The Very Best Cookbooks of 2012
As the year ends, it’s time to bring the best of 2012 forward into 2013. And that, of course, includes cookbooks.
So here are the outstanding 2012 cookbooks that chefs worldwide have reviewed and declared a must addition to any culinary library.
Chef Magnus Nilsson serves a mere 12 covers in a tiny restaurant located on an expansive northern Swedish estate yet he is esteemed by chefs worldwide.
In large, this is due to his promotion of New Nordic Cuisine, which is stunning simple but never simplistic.
The cuisine presented focuses on seasonal ingredients as well as embraces the use of preserved vegetables and aged beef during the cold winter months.
Chef Magnus generously shares his insightful philosophy of food and life, which may well guide future culinary trends worldwide. Well done!
Yotam Ottolenghi and Sami Tamimi have also created an outstanding cookbook.
The book’s striking photographs capture the bold colors and contrasts of each Mid-Eastern dish. But do not think the dishes listed can only be created if exotic ingredients are available.
In fact, the famed restaurant of the same name, where each dish is served, is located in London.
Perhaps even more inspiring is the fact that the owners are both Israeli and Palestinian and work peacefully together.
Fantastic! Let us hope their cooperation and mutual creativity is a sign of things to come.
Memoirs written by chefs can sometimes be a disappointment, as they often relate generalized culinary experiences, rather than perceptive insights into the heart of the Industry.

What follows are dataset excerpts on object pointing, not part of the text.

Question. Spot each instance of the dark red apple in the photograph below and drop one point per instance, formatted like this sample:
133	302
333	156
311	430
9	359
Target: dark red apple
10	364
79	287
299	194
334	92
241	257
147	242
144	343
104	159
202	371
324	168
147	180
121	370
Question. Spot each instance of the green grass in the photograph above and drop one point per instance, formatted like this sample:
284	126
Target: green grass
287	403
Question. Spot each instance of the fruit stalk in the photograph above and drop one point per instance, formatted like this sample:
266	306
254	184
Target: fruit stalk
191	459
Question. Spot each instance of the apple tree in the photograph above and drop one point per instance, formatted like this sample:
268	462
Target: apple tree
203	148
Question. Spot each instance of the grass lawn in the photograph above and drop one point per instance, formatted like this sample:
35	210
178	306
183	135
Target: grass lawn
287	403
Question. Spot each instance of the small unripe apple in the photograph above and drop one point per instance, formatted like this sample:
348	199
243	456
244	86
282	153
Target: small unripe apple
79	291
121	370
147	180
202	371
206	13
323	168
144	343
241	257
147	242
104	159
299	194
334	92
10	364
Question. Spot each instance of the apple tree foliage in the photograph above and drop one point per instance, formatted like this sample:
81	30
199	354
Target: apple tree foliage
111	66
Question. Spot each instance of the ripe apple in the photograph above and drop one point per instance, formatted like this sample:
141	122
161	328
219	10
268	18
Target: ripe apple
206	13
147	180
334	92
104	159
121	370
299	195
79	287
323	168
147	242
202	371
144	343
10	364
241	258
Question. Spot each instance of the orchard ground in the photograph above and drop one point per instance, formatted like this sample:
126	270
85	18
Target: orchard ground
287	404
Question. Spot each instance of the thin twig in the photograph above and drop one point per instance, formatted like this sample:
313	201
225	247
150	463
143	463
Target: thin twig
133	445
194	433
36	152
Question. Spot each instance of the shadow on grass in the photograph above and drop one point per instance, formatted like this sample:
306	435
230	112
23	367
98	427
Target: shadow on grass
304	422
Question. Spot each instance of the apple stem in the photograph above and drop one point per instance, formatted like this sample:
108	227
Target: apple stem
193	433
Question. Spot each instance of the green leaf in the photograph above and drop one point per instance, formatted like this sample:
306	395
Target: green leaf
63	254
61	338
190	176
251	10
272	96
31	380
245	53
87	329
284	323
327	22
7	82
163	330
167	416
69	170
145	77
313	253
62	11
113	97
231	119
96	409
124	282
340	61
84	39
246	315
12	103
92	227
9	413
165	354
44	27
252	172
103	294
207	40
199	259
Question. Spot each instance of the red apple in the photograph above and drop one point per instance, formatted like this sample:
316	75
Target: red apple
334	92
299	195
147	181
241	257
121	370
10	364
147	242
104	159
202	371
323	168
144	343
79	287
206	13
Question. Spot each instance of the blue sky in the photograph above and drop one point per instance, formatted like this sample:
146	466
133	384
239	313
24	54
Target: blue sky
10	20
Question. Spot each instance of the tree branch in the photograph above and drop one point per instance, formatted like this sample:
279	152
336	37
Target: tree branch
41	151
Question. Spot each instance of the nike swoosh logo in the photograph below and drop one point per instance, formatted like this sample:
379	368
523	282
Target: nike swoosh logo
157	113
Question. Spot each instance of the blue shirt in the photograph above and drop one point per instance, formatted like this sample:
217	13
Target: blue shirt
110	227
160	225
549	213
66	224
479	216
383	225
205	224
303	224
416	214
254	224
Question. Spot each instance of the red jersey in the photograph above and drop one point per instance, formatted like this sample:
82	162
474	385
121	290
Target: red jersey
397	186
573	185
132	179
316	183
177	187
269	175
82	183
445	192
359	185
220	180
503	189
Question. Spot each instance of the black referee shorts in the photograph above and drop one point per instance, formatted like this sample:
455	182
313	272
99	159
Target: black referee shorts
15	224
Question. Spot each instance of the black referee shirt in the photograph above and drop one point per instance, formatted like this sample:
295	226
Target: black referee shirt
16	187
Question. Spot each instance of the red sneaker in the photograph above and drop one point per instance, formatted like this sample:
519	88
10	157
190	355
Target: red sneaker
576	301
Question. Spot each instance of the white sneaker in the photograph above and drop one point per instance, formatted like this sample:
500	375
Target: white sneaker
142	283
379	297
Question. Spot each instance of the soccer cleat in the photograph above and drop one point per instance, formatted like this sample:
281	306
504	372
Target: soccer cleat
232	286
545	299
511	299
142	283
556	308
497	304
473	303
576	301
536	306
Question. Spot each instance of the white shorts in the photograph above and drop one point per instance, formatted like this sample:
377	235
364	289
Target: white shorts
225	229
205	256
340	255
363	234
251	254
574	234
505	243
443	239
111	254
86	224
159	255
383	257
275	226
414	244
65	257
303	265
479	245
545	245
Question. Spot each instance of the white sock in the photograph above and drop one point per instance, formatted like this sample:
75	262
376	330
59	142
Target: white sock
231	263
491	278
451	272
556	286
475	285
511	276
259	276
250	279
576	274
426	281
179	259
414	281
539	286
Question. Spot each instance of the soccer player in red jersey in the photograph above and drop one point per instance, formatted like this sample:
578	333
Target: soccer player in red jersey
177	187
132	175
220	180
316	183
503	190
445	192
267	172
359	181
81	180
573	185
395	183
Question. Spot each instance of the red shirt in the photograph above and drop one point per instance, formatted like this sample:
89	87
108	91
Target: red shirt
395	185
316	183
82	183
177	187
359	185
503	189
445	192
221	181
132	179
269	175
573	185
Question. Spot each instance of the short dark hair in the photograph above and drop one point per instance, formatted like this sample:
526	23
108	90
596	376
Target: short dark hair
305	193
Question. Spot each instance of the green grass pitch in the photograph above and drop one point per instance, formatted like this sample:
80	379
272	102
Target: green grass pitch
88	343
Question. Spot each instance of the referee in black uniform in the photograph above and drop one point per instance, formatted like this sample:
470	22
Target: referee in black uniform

Such is NOT the case with Chef Hubert Keller’s new book, Souvenirs: Stories and Recipes from My Life. His book contains an amazing 330 pages that provide an intimate glimpse of his extraordinary culinary life, that began when he was age 16 in Alsace, France at his father’s pastry shop, as well as 120 personal recipes with 300 supportive photographs.
Truly worth having, this book makes you want dine at his world renowned Fleur de Lys in San Francisco and then meet Chef Keller, who has set a new standard for culinary journal cookbooks. Congratulations!
Claudia Roden is far more that a mere recipe writer. Historian and critic Simon Schama has proclaimed her "No more a simple cookbook writer than Marcel Proust was a biscuit baker."
High praise that.
In The Food of Spain, she interweaves hundreds of recipes from across Spain with parallel folk tales, proverbs, stories, poetry, and local history to provide a guide to not only delicious food but also to the diverse population and merging cultures that produced it.
Considered by many as the first new classic on Spanish cuisine to be written in the last 50 years, this is one book to be sure to purchase and then enjoy, and enjoy, and enjoy! A true culinary classic..
Chef Pascal Barbot’s title says it all but presented in his own unique style via “narrative recipes”. In 50 recipes, he describes how and where he found the inspiration for his recipes, how he finds his products, how he uses, prepares and cooks them at his famed 25 seat restaurant, L’Astrance, in Paris.
Additionally, the "narrative recipes" are completed by texts by Chihiro Masui, who gives her tasting impressions as an introduction for the dishes presented in the book. Chef Barbot also reveals the secrets of his basic recipes in a 64-page separate booklet (including sauces, condiments, pastries!) in the deluxe version of the cookbook.
His eager guests come from around the world, often reserving their tables many months in advance, to experience dining at L’Astrance, where ten original dishes are served each and every night.
This stunning book provides a glimpse of that world so creative that book dealers can’t keep the book in stock. Order your copy NOW! An astounding text.